Astera 10 includes support for Microsoft Word and RTF formats: enjoy efficient and easy information extraction from more source files than ever before. Now, you can process invoices, purchase orders, receipts, forms and other Word/RTF-formatted files with Astera 10.
Select File > New > Report Model and choose your source document.
As seen in the screenshot below, the .docx file opens and is ready for processing.
You can now continue to create your report model.
If you are a former Monarch user, you can use your Monarch models within Astera . You can load and convert your old Monarch files by opening up your Monarch .xmods in Astera. These models will automatically be converted to a usable report model. With the built in converter, the Monarch model logic is converted to Report model logic.
The main difference between Monarch models and Report models is the type of data region used. Monarch models are all appended data. In Astera, the models consist of data regions with a parent-child hierarchy or a tree structure. This better represents how the data is extracted.
When converting your Monarch models, always make sure to preview your model to make sure everything is being extracted correctly.
If your Monarch model is using a PDF, you may need to adjust the Scaling Factor.
Open Astera and click the Open icon placed in the icon bar.

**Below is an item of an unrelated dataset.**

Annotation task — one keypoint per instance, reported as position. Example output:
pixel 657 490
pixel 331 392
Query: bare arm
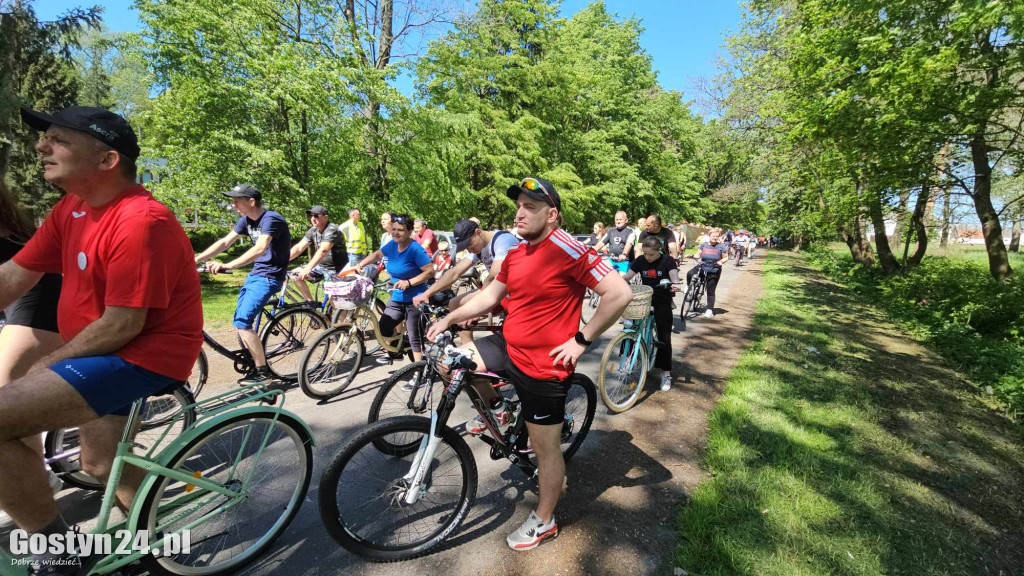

A window will appear where you will need to select your Monarch model. Select your .xmod file and click Open.
Once you do this, the .xmod file would be loaded on to the Astera designer and a Report Options panel will appear. This is where you will select the source file of your .xmod file.
Once you select your file, Astera will convert the extension from .xmod to .rmd.
Now you have a usable report model. You can adjust this model or proceed to export settings. This concludes importing Monarch Models in Astera.